Dans la situation actuelle, est-ce que Total et autres géants de l'énergie ont augmenté leurs marges ou ont-ils juste bénéficié de l'envolée des prix ?
Damien Ernst : Ils ont surtout bénéficié d'une envolées des prix. Au niveau de la France, ils ont réalisé dans leurs stations quelques petits gestes envers les consommateurs -qui ne sont pas énormes- ça leur coûte quelques centaines de millions d'euros. Leurs marges ont donc été réduites dans ce secteur. En ce qui concerne la fourniture d'électricité, je pense même qu'ils sont en pertes. En Belgique et en Allemagne, ce sont des entités qui font des pertes. Donc malgré tout, ils font peu de marge. Les raffineries font exception car il y a un manque de capacité de raffinage au niveau planétaire.
Jean-Jacques Handali : Les marges de raffinage de TotalEnergies ont triplé en trois mois. Tous les autres acteurs du secteur ont bénéficié du même phénomène porteur. Le prix moyen de vente de pétrole du géant français a atteint 102,9 dollars par baril en 2022, en hausse de 14,2% sur trois mois et de 64% sur un an. Ses marges de raffinage, qui gravitaient autour de 10.5 dollars par tonne sur l’ensemble de l’année 2021, sont passées à 46,3 dollars au premier trimestre 2022 puis à 145,7 dollars par tonne. Fichtre!
Total a communiqué sur le salaire moyen de ses salariés. Est-ce que les salariés de Total sont mieux ou moins bien traités en comparaison à d’autres dans le même secteur ?
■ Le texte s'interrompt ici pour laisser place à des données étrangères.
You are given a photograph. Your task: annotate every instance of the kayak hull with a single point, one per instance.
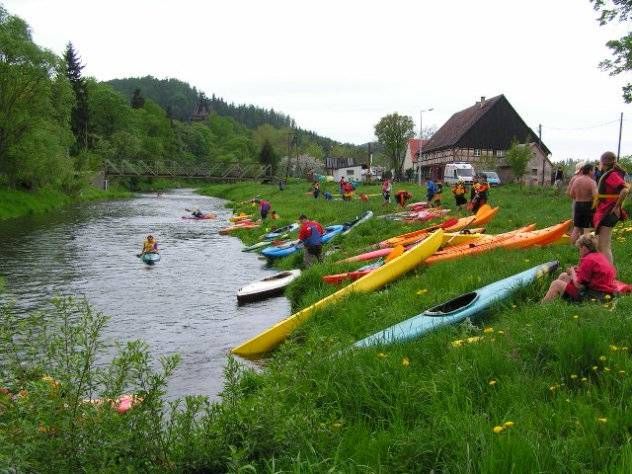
(275, 335)
(457, 309)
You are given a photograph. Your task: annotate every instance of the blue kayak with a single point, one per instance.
(277, 233)
(151, 258)
(457, 309)
(293, 247)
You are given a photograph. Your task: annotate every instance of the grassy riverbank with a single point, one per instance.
(16, 203)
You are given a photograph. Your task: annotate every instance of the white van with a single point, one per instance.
(454, 172)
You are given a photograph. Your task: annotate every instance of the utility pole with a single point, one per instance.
(620, 130)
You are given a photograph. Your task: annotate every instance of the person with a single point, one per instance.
(310, 234)
(387, 187)
(431, 189)
(611, 192)
(402, 197)
(264, 208)
(347, 191)
(582, 191)
(593, 278)
(458, 190)
(559, 177)
(150, 245)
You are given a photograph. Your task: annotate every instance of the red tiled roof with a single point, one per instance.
(413, 143)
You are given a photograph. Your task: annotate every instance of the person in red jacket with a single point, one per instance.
(310, 234)
(593, 278)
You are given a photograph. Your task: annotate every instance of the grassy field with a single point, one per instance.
(16, 203)
(547, 387)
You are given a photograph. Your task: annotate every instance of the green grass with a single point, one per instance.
(16, 203)
(366, 412)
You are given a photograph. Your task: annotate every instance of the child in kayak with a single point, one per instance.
(310, 234)
(458, 190)
(150, 245)
(593, 278)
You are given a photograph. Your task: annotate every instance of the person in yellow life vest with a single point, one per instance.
(458, 190)
(150, 245)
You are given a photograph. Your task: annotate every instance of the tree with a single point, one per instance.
(393, 132)
(517, 158)
(621, 10)
(80, 112)
(137, 99)
(268, 157)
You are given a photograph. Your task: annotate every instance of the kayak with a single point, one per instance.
(295, 246)
(457, 309)
(365, 216)
(277, 233)
(266, 287)
(275, 335)
(151, 258)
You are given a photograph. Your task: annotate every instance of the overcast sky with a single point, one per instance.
(338, 66)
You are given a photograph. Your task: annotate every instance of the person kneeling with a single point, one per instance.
(593, 278)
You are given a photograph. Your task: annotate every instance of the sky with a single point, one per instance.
(337, 67)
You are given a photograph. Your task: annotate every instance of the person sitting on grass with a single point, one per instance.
(310, 234)
(593, 278)
(402, 197)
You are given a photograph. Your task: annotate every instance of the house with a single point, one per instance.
(412, 152)
(481, 134)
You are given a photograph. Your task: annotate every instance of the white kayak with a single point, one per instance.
(267, 287)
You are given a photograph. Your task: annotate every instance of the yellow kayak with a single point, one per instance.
(275, 335)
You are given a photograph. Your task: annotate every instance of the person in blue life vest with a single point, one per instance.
(310, 234)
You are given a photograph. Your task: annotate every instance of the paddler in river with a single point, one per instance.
(611, 192)
(150, 245)
(310, 234)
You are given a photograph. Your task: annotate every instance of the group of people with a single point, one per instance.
(598, 205)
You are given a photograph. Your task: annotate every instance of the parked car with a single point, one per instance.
(492, 178)
(454, 172)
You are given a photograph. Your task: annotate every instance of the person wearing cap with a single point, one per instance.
(150, 245)
(582, 191)
(310, 234)
(608, 204)
(593, 278)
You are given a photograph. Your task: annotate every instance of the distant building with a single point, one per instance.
(481, 135)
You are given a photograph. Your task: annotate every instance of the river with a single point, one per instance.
(185, 304)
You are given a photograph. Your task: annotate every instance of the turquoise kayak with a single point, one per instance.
(151, 258)
(457, 309)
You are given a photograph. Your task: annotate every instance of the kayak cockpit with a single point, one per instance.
(456, 304)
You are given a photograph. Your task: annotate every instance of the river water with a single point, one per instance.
(185, 304)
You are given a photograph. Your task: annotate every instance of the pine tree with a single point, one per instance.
(137, 99)
(80, 114)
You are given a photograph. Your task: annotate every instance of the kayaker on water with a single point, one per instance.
(310, 234)
(593, 278)
(150, 245)
(611, 192)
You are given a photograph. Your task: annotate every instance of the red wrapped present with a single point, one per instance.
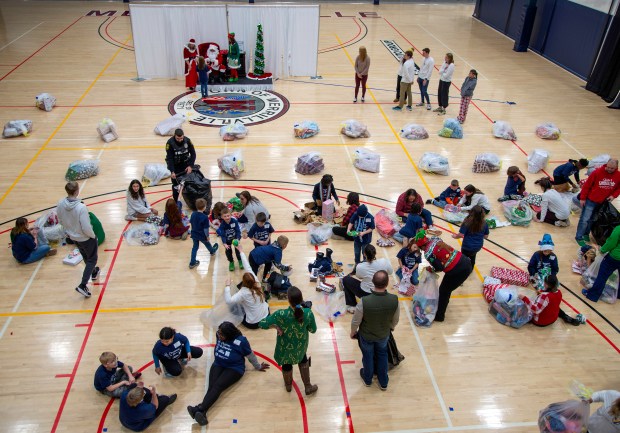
(511, 276)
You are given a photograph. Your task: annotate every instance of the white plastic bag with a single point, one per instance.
(154, 173)
(413, 131)
(503, 130)
(45, 101)
(367, 160)
(434, 163)
(354, 129)
(537, 160)
(15, 128)
(107, 130)
(232, 163)
(233, 132)
(168, 126)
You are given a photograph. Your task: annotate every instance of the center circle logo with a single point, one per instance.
(228, 107)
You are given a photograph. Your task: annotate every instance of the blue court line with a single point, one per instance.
(394, 90)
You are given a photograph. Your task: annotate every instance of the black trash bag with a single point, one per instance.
(604, 220)
(196, 186)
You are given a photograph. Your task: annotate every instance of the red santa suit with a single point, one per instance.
(190, 52)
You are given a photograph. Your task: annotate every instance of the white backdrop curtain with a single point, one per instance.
(161, 31)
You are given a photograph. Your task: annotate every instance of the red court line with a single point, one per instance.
(48, 42)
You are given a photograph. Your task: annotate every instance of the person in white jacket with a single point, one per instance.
(73, 215)
(445, 79)
(250, 296)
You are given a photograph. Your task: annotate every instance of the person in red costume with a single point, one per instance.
(190, 53)
(442, 257)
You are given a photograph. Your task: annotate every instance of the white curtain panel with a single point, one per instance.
(161, 31)
(290, 37)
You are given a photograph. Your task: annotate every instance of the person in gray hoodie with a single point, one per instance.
(73, 215)
(467, 92)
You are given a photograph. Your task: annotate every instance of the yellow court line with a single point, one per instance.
(64, 120)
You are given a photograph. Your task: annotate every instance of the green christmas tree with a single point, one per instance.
(259, 53)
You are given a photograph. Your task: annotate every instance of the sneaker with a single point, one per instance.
(83, 290)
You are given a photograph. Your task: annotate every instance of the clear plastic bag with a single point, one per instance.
(367, 160)
(232, 164)
(306, 129)
(565, 417)
(168, 126)
(486, 163)
(503, 130)
(413, 131)
(154, 173)
(82, 169)
(425, 300)
(319, 233)
(434, 163)
(548, 131)
(537, 160)
(309, 163)
(233, 132)
(142, 234)
(15, 128)
(354, 129)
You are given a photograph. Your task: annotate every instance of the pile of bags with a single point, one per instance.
(82, 169)
(233, 132)
(434, 163)
(15, 128)
(232, 164)
(354, 129)
(367, 160)
(503, 130)
(309, 163)
(306, 129)
(451, 129)
(413, 131)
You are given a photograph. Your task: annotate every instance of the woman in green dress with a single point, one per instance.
(293, 325)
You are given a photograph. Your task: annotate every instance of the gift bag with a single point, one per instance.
(82, 169)
(367, 160)
(425, 300)
(511, 276)
(309, 163)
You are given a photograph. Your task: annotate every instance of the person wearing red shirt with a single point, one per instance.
(603, 184)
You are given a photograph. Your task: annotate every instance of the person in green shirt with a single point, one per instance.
(610, 263)
(293, 325)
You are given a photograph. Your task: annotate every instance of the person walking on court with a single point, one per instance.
(73, 215)
(376, 315)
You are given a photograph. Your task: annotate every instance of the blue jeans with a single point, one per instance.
(585, 220)
(608, 266)
(206, 243)
(424, 90)
(369, 350)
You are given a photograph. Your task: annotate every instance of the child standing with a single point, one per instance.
(200, 232)
(409, 257)
(229, 231)
(113, 377)
(363, 223)
(467, 92)
(515, 185)
(450, 195)
(473, 231)
(261, 231)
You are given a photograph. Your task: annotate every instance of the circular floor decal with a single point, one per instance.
(225, 108)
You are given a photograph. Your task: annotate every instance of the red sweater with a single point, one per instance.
(600, 185)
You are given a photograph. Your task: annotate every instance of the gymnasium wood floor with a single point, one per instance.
(466, 374)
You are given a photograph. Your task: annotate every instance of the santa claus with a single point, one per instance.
(215, 63)
(190, 52)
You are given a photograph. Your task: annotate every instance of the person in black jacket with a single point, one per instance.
(180, 157)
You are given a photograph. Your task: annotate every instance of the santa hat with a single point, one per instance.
(546, 243)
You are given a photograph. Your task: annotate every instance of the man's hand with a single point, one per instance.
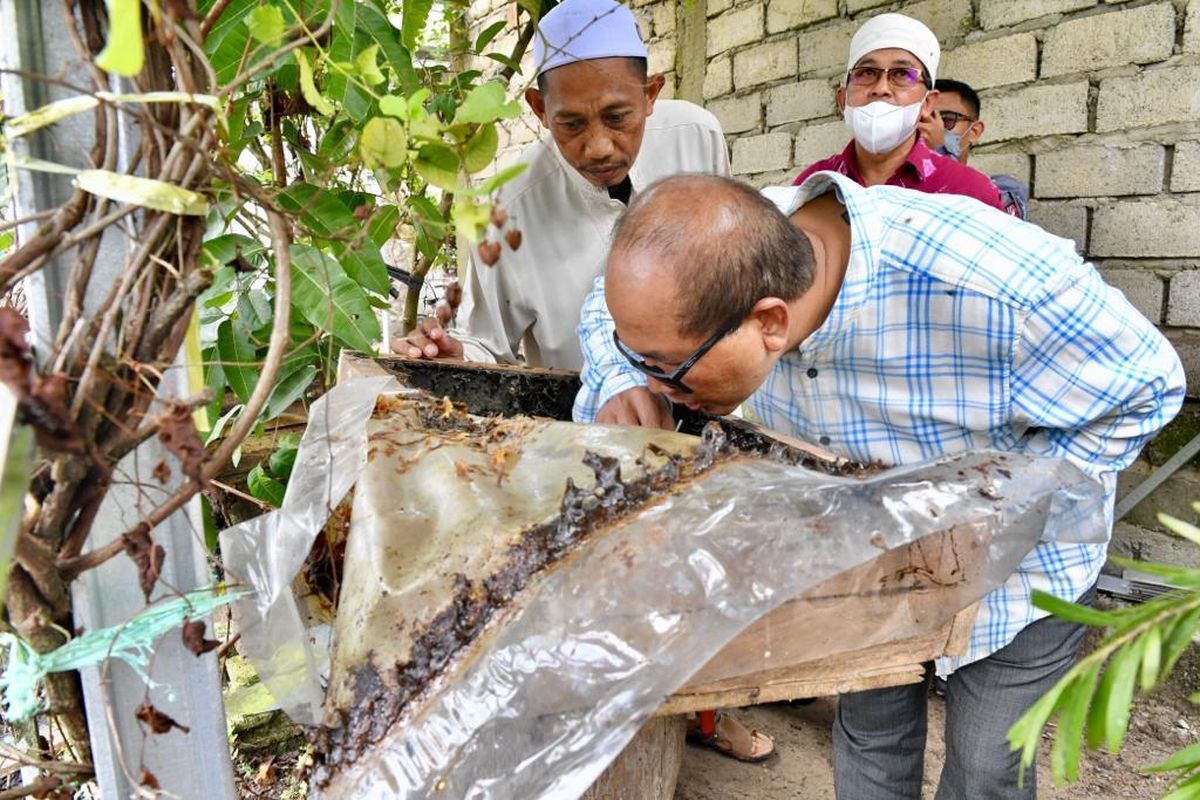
(430, 340)
(637, 407)
(931, 130)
Damien Ernst : Ces entreprises subissent aussi cette loi de l'offre et de la demande au niveau des employés donc je trouve qu'ils sont quand même bien payés dans le secteur de Total énergies. On ne peut dire qu'il y a une exploitation des salariés. Ce n’est pas une société qui fait de la traite de travailleurs et qui les paye vraiment mal, elle s'aligne sur les salaires des sociétés du pays. On a quand même l'impression que dans les pays dans lesquels elles sont implantées les salariés sont contents de rentrer dans ces compagnies. Total a une éthique qui fait en sorte de respecter la législation du travail et ne va pas dans des pays en voie de développement pour flouer les salariés. On ne peut donc dire que cette boîte-là ait une politique salariale qui soit particulièrement critiquable et c'est pour ça qu’ils n’ont pas de gros problèmes de recrutement.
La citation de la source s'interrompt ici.